Hydrothermal vent systems are unique deepwater environments with diverse ecosystems driven by chemosythetic micro-organisms able to derive energy using hydrogen sulphide and other compounds, rather than being dependent on photosynthesis. Since their first discovery on the Galápagos Rift in 1977, hydrothermal systems have been found on ocean ridges, volcanic arcs, and back-arc basins across the world's oceans.
Northwest Eifuku is a submarine volcano on the Mariana Volcanic Arc, which hosts a hydrothermal vent ecosystem discharging both hot hydrogen sulphide-rich volcanic vents, and liquid carbon dioxide from cold vents (carbon dioxide is able to form a liquid in the deep ocean due to the high pressure there, but cannot do this at the surface), making the water unusually acidic, with a pH as low as 5.36. This site is covered by dense colonies of marine organisms, dominated by the deepwater Mussel, Bathymodiolus septemdierum.
In a paper published in the journal ZooKeys on 14 July 2022, Chong Chen and Hiromi Kayama Watanabe of the Japan Agency for Marine-Earth Science and Technology, describe a new species of Provannid Snail from the Northwest Eifuku volcano.
The Provannidae are a group of highly specialised Gastropods found only on hydrothermal vent ecosystems. Together with the Abyssochrysidae (also restricted to deep-sea ecosystems) they form the Superfamily Abyssochrysoidea. The Family Provannidae currently comprises the genera Alviniconcha and Ifremeria, which live on hydrothermal vents and are hosts to endosymbiotic chemosynthetic Bacteria, and Provanna and Desbruyeresia, which live on hydrothermal vents but live a conventional Gastropod grazing lifestyle. The Abyssochrysidae comprises two genera, Abyssochrysos, which is found on the deep ocean floor away from hydrothermal vents, and Cordesia, which is found on organic falls (the bodies of large organisms such as Whales that have sunk to the deep ocean floor). A seventh genus, Rubyspira, is also found on organic falls, but has not been assigned to either family. However, this taxonomic system has recently been challenged by studies that have applied genetic analysis to the systematics of the group, which have suggested that the Provannidae is in fact polyphyletic, with both genera assigned to the Abyssochrysidae nested within it.
The new species is assigned to the genus Provanna, and given the specific name exquisita, meaning 'exquisite'. The species is described from four specimens collected by the remote operated vehicles JASON II and Roger Revelle in 2014. The specimens were collected from the Golden Lips site, about 40 m away from the volcano's Champagne Vent, at a depth of 1606 m.

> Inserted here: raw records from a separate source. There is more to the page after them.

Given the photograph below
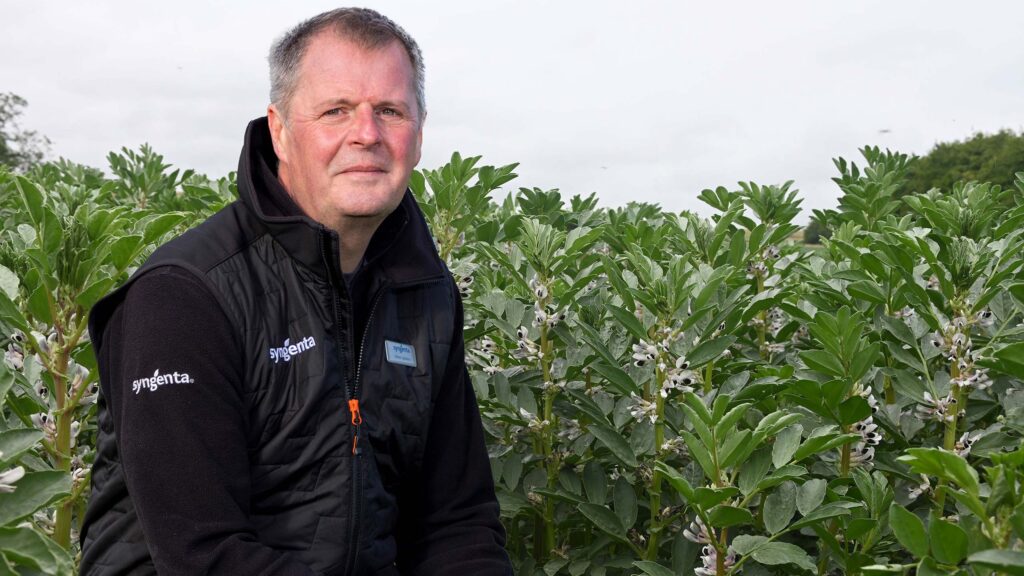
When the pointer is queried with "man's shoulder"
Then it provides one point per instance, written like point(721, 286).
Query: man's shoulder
point(212, 241)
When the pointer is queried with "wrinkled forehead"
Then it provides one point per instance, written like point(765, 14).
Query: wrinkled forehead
point(333, 63)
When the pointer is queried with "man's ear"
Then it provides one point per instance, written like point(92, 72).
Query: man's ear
point(419, 140)
point(279, 132)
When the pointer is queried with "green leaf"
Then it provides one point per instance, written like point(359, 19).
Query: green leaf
point(928, 567)
point(810, 495)
point(774, 553)
point(744, 543)
point(823, 362)
point(709, 351)
point(699, 454)
point(614, 442)
point(616, 377)
point(604, 520)
point(853, 410)
point(629, 321)
point(728, 421)
point(708, 497)
point(14, 442)
point(28, 547)
point(947, 465)
point(512, 469)
point(866, 291)
point(1007, 562)
point(948, 541)
point(779, 507)
point(676, 480)
point(734, 449)
point(11, 316)
point(723, 517)
point(158, 227)
point(1010, 360)
point(815, 445)
point(34, 491)
point(554, 565)
point(785, 445)
point(909, 530)
point(832, 509)
point(754, 470)
point(8, 282)
point(595, 482)
point(6, 381)
point(32, 199)
point(652, 568)
point(625, 500)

Provanna exquisita is a large Provannid Snail with a teleoconch (adult shell) reaching over 13 mm in length (over 15 mm if the spire is intact, but this is rare). The shell is thin, translucent, and fragile, but strengthened by three sharply raised, flange-like keels (one of these keels is missing in some individuals, but at least two are always present). The whorls of the shell are convex, and highly inflated, with axial ribs, weaker than the ridges, running suture to suture. The shells have an oval operculum (lid), and are covered by a golden-brown periostracum (skin).

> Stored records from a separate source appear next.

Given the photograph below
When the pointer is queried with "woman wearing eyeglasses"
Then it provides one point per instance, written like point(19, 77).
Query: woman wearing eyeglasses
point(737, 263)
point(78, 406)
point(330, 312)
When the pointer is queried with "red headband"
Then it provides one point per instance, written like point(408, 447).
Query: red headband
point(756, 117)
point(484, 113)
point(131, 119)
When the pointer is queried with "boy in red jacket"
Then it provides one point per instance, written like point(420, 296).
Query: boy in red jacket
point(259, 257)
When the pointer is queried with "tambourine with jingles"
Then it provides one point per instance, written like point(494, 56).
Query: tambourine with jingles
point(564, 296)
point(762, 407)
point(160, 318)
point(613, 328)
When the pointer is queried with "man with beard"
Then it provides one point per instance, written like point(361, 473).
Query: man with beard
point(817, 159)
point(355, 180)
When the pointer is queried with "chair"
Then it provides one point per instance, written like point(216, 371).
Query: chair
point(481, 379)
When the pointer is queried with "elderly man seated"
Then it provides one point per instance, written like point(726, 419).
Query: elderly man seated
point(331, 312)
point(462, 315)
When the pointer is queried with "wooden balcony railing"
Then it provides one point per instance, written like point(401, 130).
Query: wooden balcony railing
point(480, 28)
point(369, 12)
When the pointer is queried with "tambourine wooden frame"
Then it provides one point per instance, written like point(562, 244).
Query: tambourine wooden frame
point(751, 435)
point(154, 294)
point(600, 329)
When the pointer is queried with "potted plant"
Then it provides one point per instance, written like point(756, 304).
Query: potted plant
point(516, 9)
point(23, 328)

A genetic analysis carried out by Chen and Watanabe found that Provanna exquisita grouped with other members of the genus Provanna, confirming their analysis, but again that the two genera assigned to the Abyssochrysidae, while maintaining a sister-group relationship with one-another, appear to lie within the Provannidae, challenging the validity of that group as currently interpreted.